Y maravillosamente, su historia física no termina en la cruz. ¡Él fue resucitado físicamente de entre los muertos, conquistando el pecado y la muerte para siempre!69 Su cuerpo resucitado, aunque glorificado y cambiado, todavía era un cuerpo real que podía ser tocado y podía comer comida, tal como leemos en los relatos del Evangelio.7

Nuestra esperanza y nuestro ejemplo:

Debido a que Jesús tomó un cuerpo humano y lo redimió, nuestros cuerpos humanos son considerados sagrados, y nosotros como creyentes tenemos la asombrosa promesa de resurrección.6 Su vida física, llena de servicio, amor y obediencia, se erige como el último ejemplo para todos nosotros.

El significado último del cuerpo físico de Jesús no está en sus medidas exactas ni en cómo se veía en su increíble papel como el instrumento mismo de nuestra salvación.
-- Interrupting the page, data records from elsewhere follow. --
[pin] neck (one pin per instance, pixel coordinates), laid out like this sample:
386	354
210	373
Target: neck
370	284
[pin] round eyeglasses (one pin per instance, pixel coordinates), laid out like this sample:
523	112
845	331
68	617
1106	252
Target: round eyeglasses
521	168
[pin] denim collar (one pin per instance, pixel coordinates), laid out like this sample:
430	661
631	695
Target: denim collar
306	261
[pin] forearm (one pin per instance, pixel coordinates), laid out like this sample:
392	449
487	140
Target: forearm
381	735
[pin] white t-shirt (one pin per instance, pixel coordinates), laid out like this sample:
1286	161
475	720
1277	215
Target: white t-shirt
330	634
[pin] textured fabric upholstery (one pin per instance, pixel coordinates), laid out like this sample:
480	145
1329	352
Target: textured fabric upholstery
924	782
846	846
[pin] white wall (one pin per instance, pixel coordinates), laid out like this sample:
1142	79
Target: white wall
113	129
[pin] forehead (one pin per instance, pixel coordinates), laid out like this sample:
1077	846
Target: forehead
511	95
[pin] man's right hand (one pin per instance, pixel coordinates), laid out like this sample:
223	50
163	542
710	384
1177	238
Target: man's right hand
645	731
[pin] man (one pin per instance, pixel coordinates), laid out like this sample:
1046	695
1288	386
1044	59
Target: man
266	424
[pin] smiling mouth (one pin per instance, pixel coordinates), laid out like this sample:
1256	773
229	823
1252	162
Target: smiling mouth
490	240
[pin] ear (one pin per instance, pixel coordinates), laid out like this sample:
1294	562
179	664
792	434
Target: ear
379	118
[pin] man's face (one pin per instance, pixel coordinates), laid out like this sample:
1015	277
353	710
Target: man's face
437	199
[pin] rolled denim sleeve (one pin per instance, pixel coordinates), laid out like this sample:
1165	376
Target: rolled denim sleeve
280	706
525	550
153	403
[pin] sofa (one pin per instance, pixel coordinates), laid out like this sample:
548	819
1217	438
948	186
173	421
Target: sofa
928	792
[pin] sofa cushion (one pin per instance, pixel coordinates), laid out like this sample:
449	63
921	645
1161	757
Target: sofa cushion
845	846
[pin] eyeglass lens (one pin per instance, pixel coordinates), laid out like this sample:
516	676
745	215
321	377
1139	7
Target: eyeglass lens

Fue la forma en que Dios entró en la historia humana, vivió una vida perfecta, murió por nuestros pecados y resucitó, haciendo que la redención fuera real y personal para cada uno de nosotros. La salvación no es solo una idea; es una realidad encarnada. Dios no se limitó a enviar un mensaje; Él envió a Su Hijo en un cuerpo humano real, sensible y vulnerable. Este cuerpo experimentó toda la gama de la vida humana, el dolor del rechazo, la agonía de la cruz y la gloria de la resurrección. Esto hace que el amor de Dios sea tan increíblemente personal y relacionable. Nuestras vidas físicas, con todas sus luchas y su final final, están llenas de un nuevo significado y esperanza porque Jesús santificó la carne humana por Su presencia y la redimió a través de Sus acciones. El «peso» de Jesús que realmente importa es el peso de la gloria que llevó y el peso de nuestro pecado que llevó. ¡Qué Dios tan poderoso servimos!